Acroporids are important framework builders and enhance the 3-dimensional complexity of reefs, thereby supporting high levels of biodiversity and productivity. Enhanced growth rates, as observed under HNHP nutrient enrichment, may enhance the rugosity of the reef. However, since Acroporids are particularly prone to breakage (Bright et al. 2016; Puotinen et al. 2020), the high skeletal porosity associated with nutrient-fuelled fast growth will likely increase their fragmentation potential (Chamberlain 1978; Marshall 2000). While this may promote asexual propagation through resettled fragments and promote the rapid regeneration of parent colonies (Shinn 1976; Lirman 2000), frequent fragmentation may lead to a loss of genetic diversity in the population while increasing the susceptibility to specific types of predation, disease and subsequent mortality (Wallace 1985; Lirman 2000; Bright et al. 2016). Taken together, chronic nutrient enrichment, specifically with high N:P ratios, may shift the accretion/erosion balance of reefs towards net erosion, similar to the bleaching-induced inhibition of coral growth (Lange and Perry 2019; Perry et al. 2020). The consequent loss of rugosity may negatively affect ecosystem services such as fisheries, tourism income and coastal protection.

Finally, diagnostic features in the skeletal microstructure of Acroporids may be useful for interpreting the nutrient environment under which skeletons formed. Spatial variability in the density of massive coral skeletons is commonly used to identify patterns of seasonal growth and to date stress events (Fowell et al. 2016; DeCarlo and Cohen 2017) but is yet to be employed as a reliable environmental proxy in Acroporids. Positive correlations between skeletal thickness and porosity and distance from the axial corallite have previously been reported for other Acropora spp. (Gladfelter 1982; Roche et al. 2011). In fragments from the HNHP treatment, mean skeletal element thickness was positively correlated with distance from the axial corallite tip but this relationship was absent in fragments from the other treatments. Therefore, longitudinal density profiles may prove useful as indicators of elevated nutrient concentrations, especially if used in combination with biogeochemical markers such as skeletal \(\delta\)13C: \(\delta\)18O and/or P/Ca ratios which can be used to infer photosynthesis rates and seawater phosphate concentrations, respectively (McConnaughey 1989; LaVigne et al. 2010).

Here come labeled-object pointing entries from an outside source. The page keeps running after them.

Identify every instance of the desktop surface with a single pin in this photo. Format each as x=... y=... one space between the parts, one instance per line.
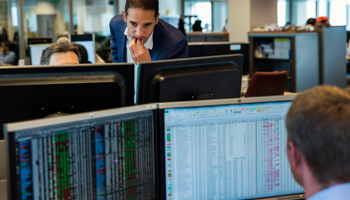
x=98 y=155
x=234 y=151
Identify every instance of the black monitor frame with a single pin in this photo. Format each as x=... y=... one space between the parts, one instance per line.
x=109 y=76
x=146 y=69
x=161 y=135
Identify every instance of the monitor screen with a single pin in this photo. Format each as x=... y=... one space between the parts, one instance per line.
x=99 y=155
x=88 y=41
x=234 y=151
x=34 y=92
x=35 y=52
x=212 y=77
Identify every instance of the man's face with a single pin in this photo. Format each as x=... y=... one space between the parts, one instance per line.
x=66 y=58
x=140 y=23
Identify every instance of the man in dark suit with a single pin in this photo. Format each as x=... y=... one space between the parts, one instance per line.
x=139 y=35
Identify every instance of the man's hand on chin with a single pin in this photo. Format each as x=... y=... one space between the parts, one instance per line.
x=139 y=53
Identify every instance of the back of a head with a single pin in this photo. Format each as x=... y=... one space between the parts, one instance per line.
x=142 y=4
x=84 y=56
x=318 y=122
x=58 y=48
x=311 y=21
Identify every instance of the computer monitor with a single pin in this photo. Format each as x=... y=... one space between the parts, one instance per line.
x=197 y=49
x=88 y=41
x=33 y=92
x=98 y=155
x=225 y=149
x=214 y=77
x=35 y=52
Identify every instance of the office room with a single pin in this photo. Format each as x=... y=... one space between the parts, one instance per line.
x=174 y=99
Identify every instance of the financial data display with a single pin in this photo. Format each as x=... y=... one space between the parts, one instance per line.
x=227 y=152
x=106 y=158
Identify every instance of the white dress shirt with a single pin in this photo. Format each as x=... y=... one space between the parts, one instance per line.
x=337 y=192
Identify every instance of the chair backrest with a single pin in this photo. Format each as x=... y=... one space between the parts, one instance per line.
x=267 y=84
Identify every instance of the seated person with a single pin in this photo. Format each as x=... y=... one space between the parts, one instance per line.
x=60 y=54
x=318 y=146
x=7 y=57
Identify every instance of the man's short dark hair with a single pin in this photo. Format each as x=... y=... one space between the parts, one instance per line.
x=58 y=48
x=318 y=123
x=7 y=43
x=143 y=4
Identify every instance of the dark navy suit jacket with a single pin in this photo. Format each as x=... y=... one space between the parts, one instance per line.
x=168 y=41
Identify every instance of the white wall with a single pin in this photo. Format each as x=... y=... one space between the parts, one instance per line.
x=173 y=6
x=245 y=14
x=263 y=12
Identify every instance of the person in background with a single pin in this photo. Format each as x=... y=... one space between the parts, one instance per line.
x=322 y=21
x=318 y=146
x=7 y=57
x=311 y=21
x=64 y=53
x=84 y=56
x=139 y=35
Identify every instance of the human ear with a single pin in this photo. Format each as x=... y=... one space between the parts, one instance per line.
x=124 y=15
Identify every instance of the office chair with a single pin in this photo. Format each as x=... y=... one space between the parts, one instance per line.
x=267 y=84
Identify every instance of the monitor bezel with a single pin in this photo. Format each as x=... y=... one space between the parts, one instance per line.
x=10 y=128
x=124 y=69
x=144 y=70
x=160 y=145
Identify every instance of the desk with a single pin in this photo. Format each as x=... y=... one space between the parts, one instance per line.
x=198 y=36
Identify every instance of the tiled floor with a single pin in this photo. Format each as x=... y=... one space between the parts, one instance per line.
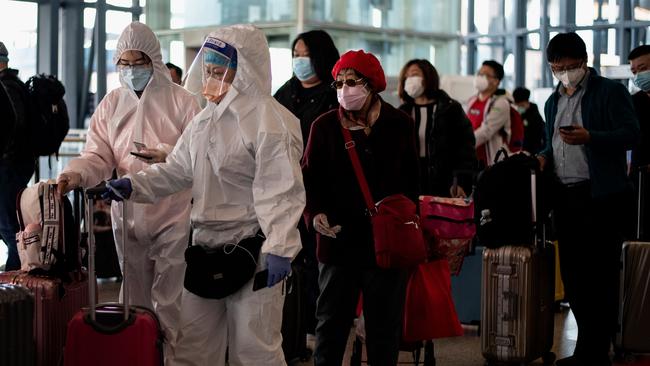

In summary, we show that the taxonomy of the corals, the N:P ratio of their dissolved inorganic nutrient environment and the P-starvation concept should be considered to resolve apparent contradictions among the published scientific literature. Underpinned by experimental evidence, our findings contribute to an improved understanding of the responses of symbiotic reef corals to changes in their nutrient environment, paving the way towards knowledge-based management of the nutrient environment in coral reefs. Specifically, our results suggest that the reef community structure and the nature of nutrient enrichment should both be considered when managing regional water quality to promote the resilience of corals to the impact of global climate change.